Z poufnych umów, do których dotarła holenderska gazeta, wynika, że Komisja Europejska przez lata dotowała organizacje ekologiczne, by te lobbowały na rzecz projektów środowiskowych byłego komisarza Fransa Timmermansa. Organizacjom wyznaczano konkretne cele lobbingowe, m.in. wśród europosłów i państw członkowskich Unii Europejskiej.
Przykładem jest Europejskie Biuro ds. Środowiska, które miało przedstawić co najmniej 16 działań skutkujących zaostrzeniem przepisów środowiskowych przez Parlament Europejski. „De Telegraaf” ujawnił także, że 700 tys. euro dotacji dla organizacji ekologicznych zostało przeznaczone na skierowanie debaty rolniczej w stronę polityki ekologicznej.
Pierwsze doniesienia o możliwym skandalu pojawiły się w mediach już wcześniej. W czerwcu 2023 r. „De Telegraaf” informował o instrukcjach dla firm dotyczących przekonywania niezdecydowanych polityków w Parlamencie Europejskim do głosowania za ustawą o odbudowie przyrody. Projekt ten budził kontrowersje w wielu krajach UE.
Unijne rybołówstwo – ofiara niejasnych działań Komisji i NGO?

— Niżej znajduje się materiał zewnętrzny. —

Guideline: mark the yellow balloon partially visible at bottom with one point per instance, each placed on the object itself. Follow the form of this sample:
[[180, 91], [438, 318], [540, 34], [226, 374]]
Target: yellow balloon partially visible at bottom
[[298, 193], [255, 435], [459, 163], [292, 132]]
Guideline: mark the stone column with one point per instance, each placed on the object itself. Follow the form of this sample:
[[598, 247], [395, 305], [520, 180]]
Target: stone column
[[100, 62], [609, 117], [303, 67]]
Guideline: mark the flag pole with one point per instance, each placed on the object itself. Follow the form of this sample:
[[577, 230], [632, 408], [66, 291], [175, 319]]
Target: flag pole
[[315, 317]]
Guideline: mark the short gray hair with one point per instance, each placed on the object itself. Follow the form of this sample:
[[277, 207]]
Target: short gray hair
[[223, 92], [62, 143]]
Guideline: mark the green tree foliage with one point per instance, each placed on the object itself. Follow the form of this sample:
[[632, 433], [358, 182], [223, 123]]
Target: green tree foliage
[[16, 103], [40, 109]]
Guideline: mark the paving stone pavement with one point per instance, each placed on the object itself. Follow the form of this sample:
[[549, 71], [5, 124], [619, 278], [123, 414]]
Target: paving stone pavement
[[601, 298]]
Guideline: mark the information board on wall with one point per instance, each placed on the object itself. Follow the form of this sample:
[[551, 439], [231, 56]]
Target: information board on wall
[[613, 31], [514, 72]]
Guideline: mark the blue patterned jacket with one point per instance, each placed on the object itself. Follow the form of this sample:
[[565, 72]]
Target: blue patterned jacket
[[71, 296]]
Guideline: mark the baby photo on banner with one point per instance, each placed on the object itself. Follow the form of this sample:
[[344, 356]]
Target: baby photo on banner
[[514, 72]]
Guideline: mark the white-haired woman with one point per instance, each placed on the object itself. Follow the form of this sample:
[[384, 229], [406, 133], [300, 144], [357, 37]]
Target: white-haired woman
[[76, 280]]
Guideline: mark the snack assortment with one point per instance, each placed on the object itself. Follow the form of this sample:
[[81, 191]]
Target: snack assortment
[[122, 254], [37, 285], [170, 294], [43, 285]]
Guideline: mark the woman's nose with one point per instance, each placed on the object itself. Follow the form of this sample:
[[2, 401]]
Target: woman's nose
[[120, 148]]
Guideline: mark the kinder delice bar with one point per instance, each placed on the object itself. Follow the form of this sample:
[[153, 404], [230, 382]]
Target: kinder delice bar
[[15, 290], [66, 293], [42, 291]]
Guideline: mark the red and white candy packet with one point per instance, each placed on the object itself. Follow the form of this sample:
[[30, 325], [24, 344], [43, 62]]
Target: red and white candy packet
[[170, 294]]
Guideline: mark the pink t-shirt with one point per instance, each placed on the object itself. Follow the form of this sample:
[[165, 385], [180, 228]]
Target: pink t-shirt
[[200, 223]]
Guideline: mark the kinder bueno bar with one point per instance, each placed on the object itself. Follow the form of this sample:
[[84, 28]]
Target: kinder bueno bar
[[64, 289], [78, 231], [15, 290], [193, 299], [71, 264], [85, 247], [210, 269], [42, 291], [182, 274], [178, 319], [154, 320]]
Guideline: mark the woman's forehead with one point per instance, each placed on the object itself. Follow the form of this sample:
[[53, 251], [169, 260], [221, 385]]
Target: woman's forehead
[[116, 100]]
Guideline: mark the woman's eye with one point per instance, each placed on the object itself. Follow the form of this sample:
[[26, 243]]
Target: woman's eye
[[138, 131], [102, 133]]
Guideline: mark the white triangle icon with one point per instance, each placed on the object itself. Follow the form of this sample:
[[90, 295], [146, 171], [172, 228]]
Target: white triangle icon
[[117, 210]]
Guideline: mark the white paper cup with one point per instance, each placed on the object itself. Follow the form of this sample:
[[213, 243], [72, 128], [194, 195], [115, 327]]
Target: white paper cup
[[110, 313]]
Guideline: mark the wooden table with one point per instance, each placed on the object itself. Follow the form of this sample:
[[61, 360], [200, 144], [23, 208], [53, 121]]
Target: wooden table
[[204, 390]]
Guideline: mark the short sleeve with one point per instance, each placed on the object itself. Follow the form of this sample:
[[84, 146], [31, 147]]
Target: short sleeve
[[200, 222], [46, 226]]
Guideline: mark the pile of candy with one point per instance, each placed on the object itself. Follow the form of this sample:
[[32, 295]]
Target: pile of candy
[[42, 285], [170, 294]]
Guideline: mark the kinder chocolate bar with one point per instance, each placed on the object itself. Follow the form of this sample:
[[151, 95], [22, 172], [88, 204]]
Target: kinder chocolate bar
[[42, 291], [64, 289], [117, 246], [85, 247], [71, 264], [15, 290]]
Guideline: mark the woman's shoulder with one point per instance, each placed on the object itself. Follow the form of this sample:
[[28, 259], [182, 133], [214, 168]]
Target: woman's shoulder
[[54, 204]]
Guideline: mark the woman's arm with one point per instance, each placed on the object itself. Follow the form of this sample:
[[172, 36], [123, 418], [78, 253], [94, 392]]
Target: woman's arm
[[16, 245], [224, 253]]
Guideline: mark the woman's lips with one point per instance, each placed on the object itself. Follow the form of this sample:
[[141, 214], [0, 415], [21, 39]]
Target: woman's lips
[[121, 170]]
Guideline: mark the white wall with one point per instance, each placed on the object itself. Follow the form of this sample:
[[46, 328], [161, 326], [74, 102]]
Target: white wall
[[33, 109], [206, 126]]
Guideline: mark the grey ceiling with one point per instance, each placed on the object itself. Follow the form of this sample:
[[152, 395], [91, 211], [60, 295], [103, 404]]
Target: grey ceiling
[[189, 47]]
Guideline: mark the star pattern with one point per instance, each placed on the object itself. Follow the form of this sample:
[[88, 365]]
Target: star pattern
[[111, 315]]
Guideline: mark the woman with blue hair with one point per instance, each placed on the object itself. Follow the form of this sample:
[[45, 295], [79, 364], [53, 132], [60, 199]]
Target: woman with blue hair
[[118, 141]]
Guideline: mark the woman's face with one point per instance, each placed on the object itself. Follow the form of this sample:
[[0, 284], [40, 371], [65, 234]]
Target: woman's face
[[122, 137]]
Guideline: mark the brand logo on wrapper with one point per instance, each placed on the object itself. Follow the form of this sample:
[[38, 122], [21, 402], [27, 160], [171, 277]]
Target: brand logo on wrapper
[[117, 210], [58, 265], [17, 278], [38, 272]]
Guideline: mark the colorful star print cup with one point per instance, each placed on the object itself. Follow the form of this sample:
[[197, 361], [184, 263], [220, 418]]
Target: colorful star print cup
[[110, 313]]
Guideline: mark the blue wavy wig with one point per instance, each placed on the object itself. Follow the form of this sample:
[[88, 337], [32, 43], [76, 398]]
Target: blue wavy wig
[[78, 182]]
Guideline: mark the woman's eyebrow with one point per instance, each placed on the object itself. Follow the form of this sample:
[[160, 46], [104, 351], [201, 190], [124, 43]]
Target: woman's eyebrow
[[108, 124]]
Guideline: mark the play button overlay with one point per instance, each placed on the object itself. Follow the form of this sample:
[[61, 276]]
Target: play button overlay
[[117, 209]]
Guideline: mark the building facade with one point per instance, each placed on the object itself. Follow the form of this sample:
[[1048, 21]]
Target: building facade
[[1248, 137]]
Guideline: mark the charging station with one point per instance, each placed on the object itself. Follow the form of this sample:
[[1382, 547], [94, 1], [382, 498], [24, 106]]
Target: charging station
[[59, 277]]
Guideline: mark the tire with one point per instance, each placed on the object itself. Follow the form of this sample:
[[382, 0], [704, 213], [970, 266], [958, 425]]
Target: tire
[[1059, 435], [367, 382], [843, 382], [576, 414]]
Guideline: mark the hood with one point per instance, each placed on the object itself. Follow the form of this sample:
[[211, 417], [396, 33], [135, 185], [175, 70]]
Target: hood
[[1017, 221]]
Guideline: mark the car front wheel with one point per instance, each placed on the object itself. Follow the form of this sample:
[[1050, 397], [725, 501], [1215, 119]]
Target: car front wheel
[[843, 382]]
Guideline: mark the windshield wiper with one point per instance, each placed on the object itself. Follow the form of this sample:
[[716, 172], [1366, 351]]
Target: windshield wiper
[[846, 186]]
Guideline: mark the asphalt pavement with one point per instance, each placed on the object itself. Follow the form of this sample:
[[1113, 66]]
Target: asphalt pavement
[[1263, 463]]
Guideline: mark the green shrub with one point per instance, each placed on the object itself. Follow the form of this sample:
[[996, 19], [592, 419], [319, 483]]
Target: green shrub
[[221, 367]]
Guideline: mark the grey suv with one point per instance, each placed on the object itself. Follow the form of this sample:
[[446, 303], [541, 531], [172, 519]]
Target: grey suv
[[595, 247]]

Zarzuty te budzą szczególne obawy w kontekście wpływu na sektor rybołówstwa, który już teraz zmaga się z surowymi regulacjami. Wprowadzone w ramach Zielonego Ładu przepisy, takie jak Nature Restoration Law, przyczyniają się m.in. do zamykania tradycyjnych łowisk.
Jeśli unijne środki faktycznie zostały wykorzystane do wpływania na decyzje dotyczące tego sektora, może to naruszać zasady uczciwego procesu decyzyjnego w UE. W związku z tym kluczowe jest, aby do czasu niezależnego wyjaśnienia sprawy przez Europejski Urząd ds. Zwalczania Nadużyć Finansowych (OLAF), zawiesić procesy legislacyjne związane z tymi działaniami.
Sektor rybołówstwa, istotny dla bezpieczeństwa żywnościowego Europy, nie może ponosić kosztów polityki kształtowanej przez niejawne działania lobbingowe.
Komisarz Piotr Serafin potępia niedopuszczalne praktyki
Skandalem zainteresował się Parlament Europejski. Komisarz ds. budżetu Piotr Serafin jednoznacznie skrytykował ujawnione praktyki, podkreślając, że umowy lobbingowe są niedopuszczalne i należy je ukrócić.
Serafin zaznaczył, że organizacje ekologiczne nie powinny obawiać się marginalizacji w debacie publicznej, ale muszą działać w granicach przejrzystości i uczciwości. Dodał, że podjęto już działania mające zapobiec podobnym przypadkom w przyszłości.